„Ein landesweiter Aufstand, um diesem Albtraum ein für alle Mal ein Ende zu setzen“
„Die Zeit für Aufstand und Regimesturz ist gekommen“, schrieb der kurdische Rebellenführer Hussein Yazdanpanah an jenem Freitag auf der Plattform X, als israelische Kampfflugzeuge Angriffe auf Schlüsselakteure und -positionen der Islamischen Republik flogen. „Die Unterdrückungsmaschinerie des Regimes ist zerschlagen worden.“
Yazdanpanah führt seit 1991 die Kurdistan Freedom Party an. Unter seiner Flagge kämpfen einige hundert Männer und Frauen, die in den Nachbarländern Irak und Syrien ihre Stützpunkte haben und sich seit Jahrzehnten gelegentliche Gefechte mit dem Mullah-Regime in den Randgebieten des Iran liefern.
Die kurdische Rebellengruppe ist nur eine von zahlreichen organisierten Oppositionskräften im Iran und im Ausland, die auf einen Machtwechsel in Teheran hinarbeiten und in der aktuellen Militärkampagne Israels eine historische Chance für Veränderung im Land sehen. „Die Geschichte wird uns solch ein Versagen niemals verzeihen“, erklärte die separatistische Exil-Organisation Free Balochistan Movement am Montag.

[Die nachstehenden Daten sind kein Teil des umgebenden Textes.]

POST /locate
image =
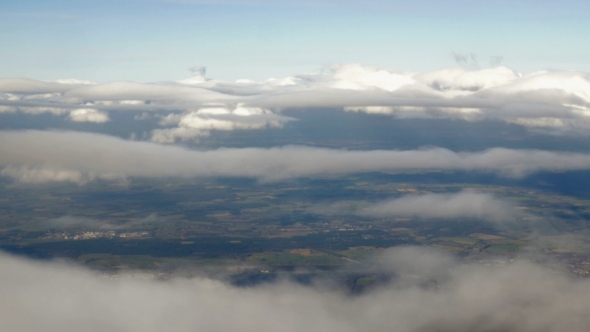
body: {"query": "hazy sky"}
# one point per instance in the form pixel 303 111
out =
pixel 152 40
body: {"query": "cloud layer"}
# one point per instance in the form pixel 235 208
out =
pixel 39 156
pixel 519 297
pixel 558 101
pixel 462 205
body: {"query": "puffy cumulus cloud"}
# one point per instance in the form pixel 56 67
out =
pixel 88 115
pixel 358 77
pixel 101 156
pixel 518 297
pixel 558 101
pixel 46 174
pixel 199 123
pixel 459 79
pixel 448 206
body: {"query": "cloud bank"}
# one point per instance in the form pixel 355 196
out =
pixel 557 101
pixel 40 156
pixel 519 297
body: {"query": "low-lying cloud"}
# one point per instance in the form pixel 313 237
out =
pixel 518 297
pixel 39 156
pixel 462 205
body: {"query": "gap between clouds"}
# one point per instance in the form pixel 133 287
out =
pixel 42 156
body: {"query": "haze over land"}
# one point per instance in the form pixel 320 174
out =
pixel 294 166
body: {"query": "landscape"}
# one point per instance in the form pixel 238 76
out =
pixel 375 190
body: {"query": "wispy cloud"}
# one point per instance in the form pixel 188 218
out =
pixel 37 156
pixel 557 101
pixel 518 297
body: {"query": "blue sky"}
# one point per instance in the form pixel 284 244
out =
pixel 150 40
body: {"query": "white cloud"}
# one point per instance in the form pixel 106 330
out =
pixel 88 115
pixel 537 100
pixel 199 123
pixel 100 155
pixel 447 206
pixel 518 297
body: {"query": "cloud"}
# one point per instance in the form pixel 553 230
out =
pixel 558 101
pixel 26 174
pixel 518 297
pixel 89 115
pixel 51 154
pixel 199 123
pixel 462 205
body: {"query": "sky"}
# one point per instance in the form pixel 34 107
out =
pixel 153 40
pixel 95 92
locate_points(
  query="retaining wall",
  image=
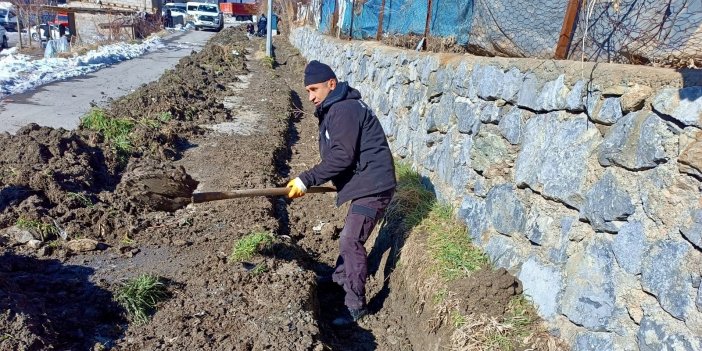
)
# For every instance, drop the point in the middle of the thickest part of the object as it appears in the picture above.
(584, 180)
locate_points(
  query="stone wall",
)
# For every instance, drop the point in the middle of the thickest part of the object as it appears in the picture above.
(583, 180)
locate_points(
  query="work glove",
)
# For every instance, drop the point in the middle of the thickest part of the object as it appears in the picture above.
(297, 188)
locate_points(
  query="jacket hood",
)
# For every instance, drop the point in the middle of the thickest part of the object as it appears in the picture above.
(342, 92)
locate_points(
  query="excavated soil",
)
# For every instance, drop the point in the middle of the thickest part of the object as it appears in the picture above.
(102, 216)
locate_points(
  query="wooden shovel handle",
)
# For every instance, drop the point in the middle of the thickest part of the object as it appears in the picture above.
(282, 191)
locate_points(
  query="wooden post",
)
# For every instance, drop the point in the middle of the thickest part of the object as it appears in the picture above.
(567, 29)
(427, 25)
(381, 16)
(19, 30)
(353, 3)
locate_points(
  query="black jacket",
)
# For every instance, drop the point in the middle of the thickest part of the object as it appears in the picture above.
(355, 153)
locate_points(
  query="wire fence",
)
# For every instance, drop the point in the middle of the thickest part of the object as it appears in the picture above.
(651, 32)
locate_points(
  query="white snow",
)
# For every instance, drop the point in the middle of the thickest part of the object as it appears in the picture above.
(19, 73)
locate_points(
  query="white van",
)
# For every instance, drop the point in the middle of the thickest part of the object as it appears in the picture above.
(205, 15)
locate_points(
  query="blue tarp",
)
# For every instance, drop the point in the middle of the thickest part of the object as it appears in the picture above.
(404, 17)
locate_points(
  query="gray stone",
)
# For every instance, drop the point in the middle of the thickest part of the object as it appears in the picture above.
(634, 98)
(543, 283)
(500, 249)
(590, 341)
(440, 82)
(488, 151)
(606, 203)
(388, 124)
(439, 115)
(593, 100)
(489, 113)
(415, 117)
(553, 156)
(629, 247)
(488, 81)
(511, 82)
(553, 95)
(18, 235)
(693, 231)
(655, 336)
(34, 244)
(669, 282)
(426, 66)
(529, 92)
(683, 105)
(589, 296)
(559, 253)
(609, 113)
(634, 142)
(505, 210)
(536, 226)
(473, 212)
(445, 160)
(468, 116)
(461, 80)
(462, 165)
(511, 125)
(574, 100)
(416, 93)
(402, 140)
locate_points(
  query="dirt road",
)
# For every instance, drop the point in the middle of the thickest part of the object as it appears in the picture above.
(60, 104)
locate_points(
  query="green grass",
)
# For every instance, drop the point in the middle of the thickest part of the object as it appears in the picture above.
(250, 245)
(450, 245)
(115, 130)
(139, 296)
(81, 198)
(268, 62)
(45, 230)
(412, 201)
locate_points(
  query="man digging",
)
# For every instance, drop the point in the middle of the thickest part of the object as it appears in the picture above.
(357, 159)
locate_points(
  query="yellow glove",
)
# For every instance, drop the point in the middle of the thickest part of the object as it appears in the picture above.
(297, 188)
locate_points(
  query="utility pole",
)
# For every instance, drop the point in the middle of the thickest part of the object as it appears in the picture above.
(567, 29)
(269, 29)
(19, 30)
(379, 34)
(427, 26)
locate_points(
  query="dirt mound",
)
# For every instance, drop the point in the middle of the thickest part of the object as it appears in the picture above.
(486, 291)
(156, 187)
(47, 305)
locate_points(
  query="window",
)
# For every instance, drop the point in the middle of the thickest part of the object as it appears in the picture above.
(207, 8)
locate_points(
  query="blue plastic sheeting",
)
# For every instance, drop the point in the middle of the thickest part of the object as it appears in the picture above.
(450, 18)
(328, 7)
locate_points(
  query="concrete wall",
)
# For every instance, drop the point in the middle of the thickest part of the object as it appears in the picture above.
(583, 180)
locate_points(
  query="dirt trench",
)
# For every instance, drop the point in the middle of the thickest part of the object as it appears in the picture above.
(232, 123)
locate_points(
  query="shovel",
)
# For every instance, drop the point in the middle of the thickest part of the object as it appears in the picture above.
(282, 191)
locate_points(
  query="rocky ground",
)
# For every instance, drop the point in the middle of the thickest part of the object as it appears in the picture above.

Dass Israel der iranischen Opposition – einschließlich der militanten Kräfte der ethnischen und religiösen Minderheiten – zumindest ein gewisses Aufstandspotenzial zurechnet, zeigt sich in der Kriegskommunikation offenkundig. Alle paar Jahre bringt die Politik der Mullahs linke, liberale und nationalistische Teile der iranischen Bevölkerung auf die Straße.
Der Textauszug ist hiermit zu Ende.